A separate deduction for interest on education loan and for payment of expenses of a disabled person or disabled dependent has also been provided for in the new tax code. The new tax will give some relief to corporate as well as it seeks to fix corporate tax at 30 per cent but does away with surcharge and cess, which are currently being levied.
Although the current rate of corporate tax is 30 per cent the additional surcharge and cess makes the effective rate go up to 33.2 per cent of the net profit.
However, the new bill proposes to increase the minimum alternate tax ( MAT) from 18 per cent to 20 per cent of book profit of a company. It seeks to levy dividend distribution tax at 15 per cent.

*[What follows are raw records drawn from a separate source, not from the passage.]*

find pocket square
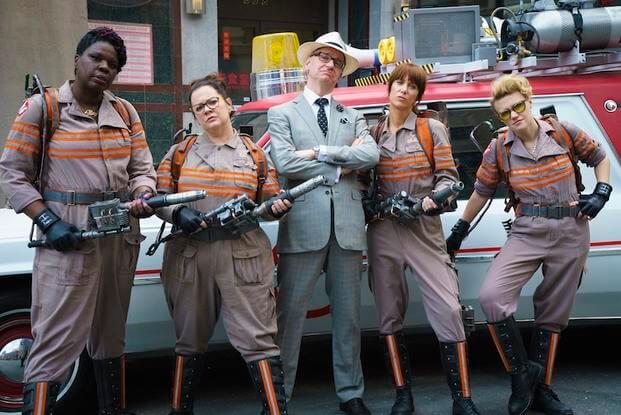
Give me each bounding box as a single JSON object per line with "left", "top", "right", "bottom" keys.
{"left": 339, "top": 118, "right": 349, "bottom": 124}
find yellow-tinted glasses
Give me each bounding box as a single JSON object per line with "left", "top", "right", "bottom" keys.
{"left": 496, "top": 100, "right": 527, "bottom": 122}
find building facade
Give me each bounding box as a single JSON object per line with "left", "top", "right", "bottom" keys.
{"left": 2, "top": 0, "right": 619, "bottom": 204}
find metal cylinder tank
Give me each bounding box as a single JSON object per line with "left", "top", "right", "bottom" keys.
{"left": 519, "top": 6, "right": 621, "bottom": 53}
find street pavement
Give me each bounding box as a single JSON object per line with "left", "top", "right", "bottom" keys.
{"left": 119, "top": 324, "right": 621, "bottom": 415}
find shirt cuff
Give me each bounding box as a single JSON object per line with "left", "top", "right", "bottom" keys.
{"left": 335, "top": 166, "right": 341, "bottom": 183}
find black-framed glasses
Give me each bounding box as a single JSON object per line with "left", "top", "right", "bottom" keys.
{"left": 191, "top": 96, "right": 220, "bottom": 113}
{"left": 496, "top": 100, "right": 527, "bottom": 122}
{"left": 311, "top": 51, "right": 346, "bottom": 71}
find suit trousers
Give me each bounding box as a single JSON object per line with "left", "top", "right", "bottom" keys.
{"left": 276, "top": 231, "right": 365, "bottom": 402}
{"left": 479, "top": 216, "right": 589, "bottom": 332}
{"left": 24, "top": 230, "right": 139, "bottom": 382}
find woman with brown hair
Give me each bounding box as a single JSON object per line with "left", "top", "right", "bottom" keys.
{"left": 365, "top": 63, "right": 480, "bottom": 415}
{"left": 155, "top": 73, "right": 291, "bottom": 415}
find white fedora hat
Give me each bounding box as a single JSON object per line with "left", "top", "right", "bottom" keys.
{"left": 297, "top": 31, "right": 360, "bottom": 77}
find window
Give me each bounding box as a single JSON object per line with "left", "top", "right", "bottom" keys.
{"left": 446, "top": 105, "right": 506, "bottom": 200}
{"left": 231, "top": 112, "right": 268, "bottom": 141}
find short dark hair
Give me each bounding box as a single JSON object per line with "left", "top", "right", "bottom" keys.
{"left": 188, "top": 73, "right": 229, "bottom": 106}
{"left": 76, "top": 27, "right": 127, "bottom": 70}
{"left": 387, "top": 63, "right": 428, "bottom": 106}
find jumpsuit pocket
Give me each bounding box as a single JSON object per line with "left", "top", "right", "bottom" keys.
{"left": 56, "top": 243, "right": 98, "bottom": 286}
{"left": 232, "top": 247, "right": 262, "bottom": 285}
{"left": 233, "top": 157, "right": 258, "bottom": 190}
{"left": 405, "top": 140, "right": 424, "bottom": 153}
{"left": 163, "top": 240, "right": 197, "bottom": 284}
{"left": 115, "top": 128, "right": 132, "bottom": 146}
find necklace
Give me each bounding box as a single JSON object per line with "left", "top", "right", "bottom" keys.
{"left": 83, "top": 109, "right": 98, "bottom": 117}
{"left": 525, "top": 138, "right": 538, "bottom": 159}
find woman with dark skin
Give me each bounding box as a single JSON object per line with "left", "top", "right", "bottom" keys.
{"left": 366, "top": 63, "right": 480, "bottom": 415}
{"left": 0, "top": 27, "right": 156, "bottom": 415}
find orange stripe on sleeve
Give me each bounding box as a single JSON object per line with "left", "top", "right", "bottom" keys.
{"left": 4, "top": 144, "right": 39, "bottom": 156}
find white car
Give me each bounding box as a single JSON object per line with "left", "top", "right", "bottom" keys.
{"left": 1, "top": 72, "right": 620, "bottom": 413}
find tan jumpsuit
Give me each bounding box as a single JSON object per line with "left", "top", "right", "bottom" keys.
{"left": 156, "top": 132, "right": 282, "bottom": 362}
{"left": 367, "top": 113, "right": 465, "bottom": 342}
{"left": 0, "top": 81, "right": 156, "bottom": 382}
{"left": 475, "top": 119, "right": 606, "bottom": 332}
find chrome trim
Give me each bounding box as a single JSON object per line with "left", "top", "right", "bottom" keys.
{"left": 133, "top": 275, "right": 162, "bottom": 286}
{"left": 0, "top": 338, "right": 32, "bottom": 382}
{"left": 456, "top": 246, "right": 621, "bottom": 264}
{"left": 580, "top": 95, "right": 621, "bottom": 160}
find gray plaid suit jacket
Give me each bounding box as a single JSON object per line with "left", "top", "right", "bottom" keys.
{"left": 268, "top": 94, "right": 379, "bottom": 253}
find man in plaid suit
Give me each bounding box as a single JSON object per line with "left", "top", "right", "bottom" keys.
{"left": 268, "top": 32, "right": 379, "bottom": 415}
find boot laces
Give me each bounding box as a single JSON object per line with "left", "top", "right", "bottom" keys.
{"left": 459, "top": 398, "right": 481, "bottom": 415}
{"left": 540, "top": 385, "right": 561, "bottom": 402}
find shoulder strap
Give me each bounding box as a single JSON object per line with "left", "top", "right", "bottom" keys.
{"left": 171, "top": 134, "right": 198, "bottom": 192}
{"left": 495, "top": 130, "right": 519, "bottom": 212}
{"left": 543, "top": 116, "right": 584, "bottom": 192}
{"left": 415, "top": 117, "right": 434, "bottom": 170}
{"left": 371, "top": 115, "right": 386, "bottom": 143}
{"left": 43, "top": 88, "right": 60, "bottom": 140}
{"left": 111, "top": 96, "right": 132, "bottom": 130}
{"left": 239, "top": 133, "right": 268, "bottom": 203}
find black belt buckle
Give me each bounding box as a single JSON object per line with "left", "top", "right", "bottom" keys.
{"left": 66, "top": 190, "right": 76, "bottom": 206}
{"left": 549, "top": 206, "right": 563, "bottom": 219}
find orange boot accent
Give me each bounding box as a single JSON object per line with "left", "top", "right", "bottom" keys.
{"left": 544, "top": 332, "right": 559, "bottom": 386}
{"left": 172, "top": 355, "right": 185, "bottom": 410}
{"left": 487, "top": 323, "right": 512, "bottom": 372}
{"left": 386, "top": 335, "right": 406, "bottom": 387}
{"left": 258, "top": 360, "right": 280, "bottom": 415}
{"left": 456, "top": 341, "right": 471, "bottom": 398}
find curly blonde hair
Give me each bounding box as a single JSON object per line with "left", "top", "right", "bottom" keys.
{"left": 490, "top": 74, "right": 532, "bottom": 105}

DTC is expected to boost investment flow into capital markets, as the government proposes to retain a zero longterm capital gains tax.
Revenue secretary Amit Mitra said investors selling shares after a year of holding will not have to pay any tax on the gains. As far as short- term capital gains tax are concerned, individual investors will now have to pay tax on 50 per cent of the gains earned.
Mitra said the DTC, after it has been approved by Parliament, will come into effect from April 1, 2012. Advance tax and tax deducted at source ( TDS) at the rates mentioned in the code will become operative from April 1, 2012 and the first return of income under its provisions will be filed after March 31, 2013.
The extra year will permit " taxpayers, practitioners and tax administrators to become fully familiar with its provisions and also permit the introduction of new formats and changes in systems software", he added.